On April 26, 2021, the Court granted the petition but rephrased the issue as: “Whether the State’s denial of petitioners’ applications for concealed-carry licenses for self-defense violated the Second Amendment.”
Second Amendment supporters rejoiced while the haters wailed impending doom.
More often than not, the Court relies on the issue as stated by the petitioners. In this case, the Court reformulated the issue to concern concealed-carry licenses and did not mention the alternative of open carry. But the Court’s version was consistent with how New York carry licenses work. It’s a crime to carry openly, and no license exists to do so. The only license to carry that is available authorizes concealed-carry only. So not too much should be read into the Court’s version of the issue.
According to the schedule, the parties and their amici will file briefs this summer, and the case will be heard during the October 2021 term. Oral argument will likely be this fall, while a decision may not be forthcoming until June of 2022—the usual timing of the most-controversial decisions.
People should not be criminalized nor demonized for merely exercising their constitutional rights.
We hope the Supreme Court rejects New York’s unreasonable law and makes clear that constitutional rights, all of them, are enforceable limits on the power of government. People should not be criminalized nor demonized for merely exercising their constitutional rights. Period.
So this is the Bruen thread (used to be Corlett case, and was Beach before that).
The Supreme Court changed the terms of the question on appeal.
Although the plaintiffs asked the Court to rule on a broad question — “whether the Second Amendment allows the government to prohibit ordinary law-abiding citizens from carrying handguns outside the home for self-defense” — the justices announced on Monday that they will only resolve a more narrow question: “whether the State’s denial of petitioners’ applications for concealed-carry licenses for self-defense violated the Second Amendment.”

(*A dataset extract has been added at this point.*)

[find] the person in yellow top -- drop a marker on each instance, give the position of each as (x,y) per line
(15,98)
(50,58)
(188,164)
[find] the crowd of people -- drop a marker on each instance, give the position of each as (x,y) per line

The Supreme Court narrowed the question significantly. Remember that in Heller the Supreme Court stated (obiter dictum) that carrying concealed has been upheld as not violating the Second Amendment.
Like most rights, the Second Amendment right is not unlimited. It is not a right to keep and carry any weapon whatsoever in any manner whatsoever and for whatever purpose: For example, concealed weapons prohibitions have been upheld under the Amendment or state analogues.
So what is the significance of the change to the issue presented for appeal, and does it have any relevance to the quote from Heller?
Gotta love the way he reads the balance of public safety into the 2A. I must have read that amendment at least 500 times and never saw it in there. I guess better get my eyes examined then read it again.